Das kann ich hier gar nicht bestätigen. Ich wurde als Neuling proffessionell und freundlich in das Thema geleitet. Häufig sieht man vor lauter Wald die Bäume nicht. Da ist man auch froh um Links.

Zu deiner Frage kann ich nichts gescheites beitragen. Daher lasse ich es.
Viel Spass und Erfolg hier.


----------



## Annett (6. Sep. 2010)

*AW: Teich Pferdetauglich bauen*

Hallo Isabell.

Auch von mir :willkommen bei uns im Forum.

Bei uns wird keiner mies behandelt. Sollte der Ton doch einmal kippen, greif die Moderation zumeist recht schnell schlichtend ein.
Wenn man mag, kann man sich hier ganz schnell wie in einer (teichverrückten) kleinen Familie fühlen. 

Dein Thema ist recht interessant, ging es mir als Pferdehalterin vom Gedankengang her doch schon mal ähnlich...
Jedoch denke ich, dass es rein von der organischen "Belastung" jeden "Teich" früher oder später Richtung Algenblüte/kippen bringt. :?
15x15m klingt für einen Gartenteich recht groß, für ein normales Großpferd erscheint es aber mit flach auslaufender Ein-/Ausstiegsmöglichkeit eher klein. Vielleicht kannst Du das Ganze eher schlauchförmig planen?

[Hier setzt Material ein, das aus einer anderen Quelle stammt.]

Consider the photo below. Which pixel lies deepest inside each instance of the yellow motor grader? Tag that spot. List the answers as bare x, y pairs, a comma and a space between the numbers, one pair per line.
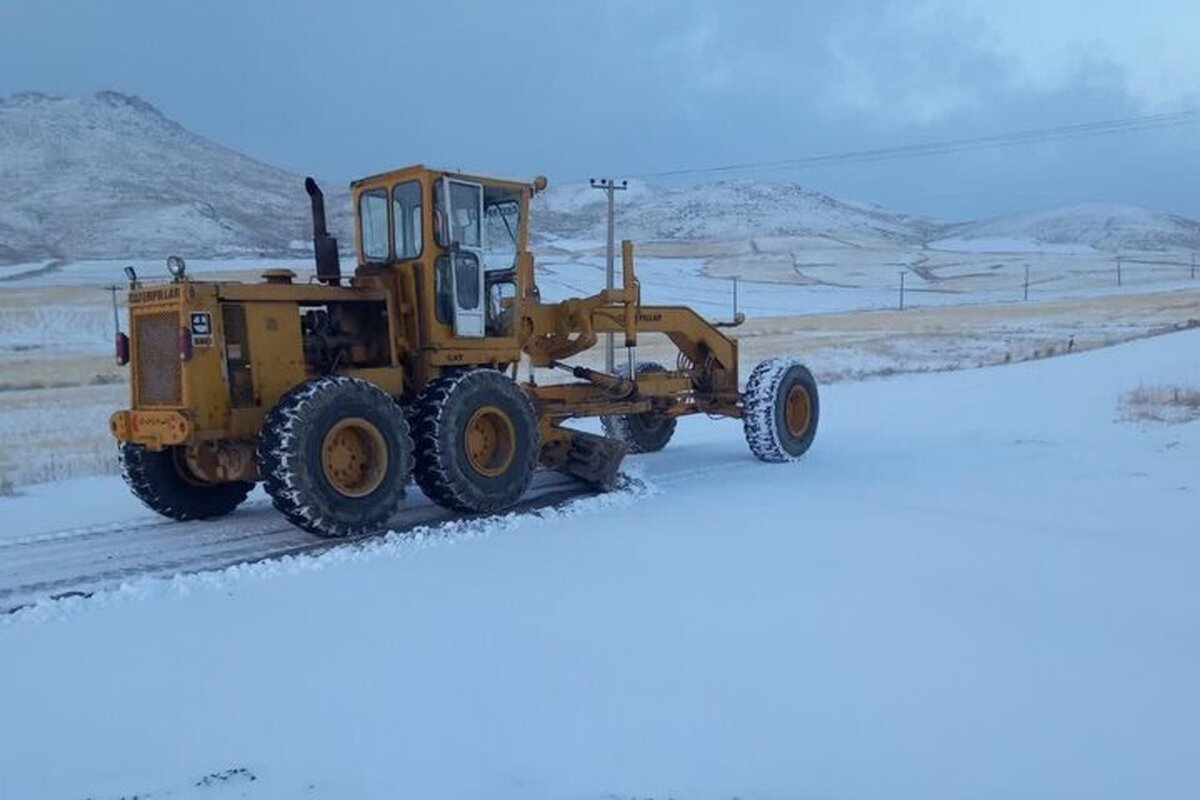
335, 392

Die Folie würde ich auf jeden Fall durch eine Ufermatte und ordentlich Mörtel unter und der Folie + auf dieser Matte schützen. Mein Pony hat rund 300 kg, ein Großpferd locker 700-800 kg. Das Ganze bewegt sich auf maximal 4 Hufen, teils auch nur auf 3 (Schritt). Die punktuelle Belastung wäre m.M.n. für eine Folie zu groß, d.h. im besten Falle kommt es zu Überdehnungen, die später den Geist aufgeben. Im schlechtesten Falle hast Du sofort ein großes Loch in der Abdichtung. 
Die meisten Pferdebademöglichkeiten, die es heute noch gibt, sind entweder schlicht an der tiefsten Stelle des Hofes gepflastert und speisen sich aus Regenwasser/hoch stehendem Grundwasser oder es handelt sich um große Seen (Tagebau...), wo es eben auch einen Hunde/Tierstrand gibt. Dort kann mit der Abdichtung nichts passieren.


----------



## cpt.nemo (6. Sep. 2010)

*AW: Teich Pferdetauglich bauen*

Hallo Isabell,
auch ich bin Reiterin.
Ich kann Annett nur zustimmen. Mit Folie kann man da, glaube ich gar nichts machen. Eher betonieren und mit Gummimatten wie in den Pferdeschwimmanlagen. Ist aber bestimmt keine preiswerte Variante.
Hast du vor, das auf deinem eigenen Grundstück zu verwirklichen?


----------



## Duquesa86 (6. Sep. 2010)

*AW: Teich Pferdetauglich bauen*

Hallo Isabell,

reite auch und ich denke daß da mit Folie gar nichts zu machen ist. Da müßtest Du schon betonieren und vor allem einen Eingang (Rampe) machen, daß die Pferde da gut rein und raus kommen. Alles nicht so einfach, denke ich. Habe in Amerika so einen Pferdepool gesehen, da geht schon ganz schön viel Platz dafür drauf auch die Eingangsrampe war sehr langgezogen.


----------



## Doedi (6. Sep. 2010)

*AW: Teich Pferdetauglich bauen*

Hallo Isabell,
informiere dich mal bei einem Kuststoffbau über HDPE.Damit müste so etwas möglich sein.Die Platten bekommst du in allen stärken.Meinen kugelsicheren Teich habe ich auch damit gebaut.Dieses Zeug verwendet man auch als Rhizomsperre und als Abdeckung auf Mülldeponien.


----------



## Buffo Buffo (6. Sep. 2010)

*AW: Teich Pferdetauglich bauen*

Hallo Isabell,
ich kenne "Pferdeschwemmen" auf einigen Reiterhöfen.
Das sind betonierte Rinnen, um die 3 Meter breit, bis zu 10 Meter lang.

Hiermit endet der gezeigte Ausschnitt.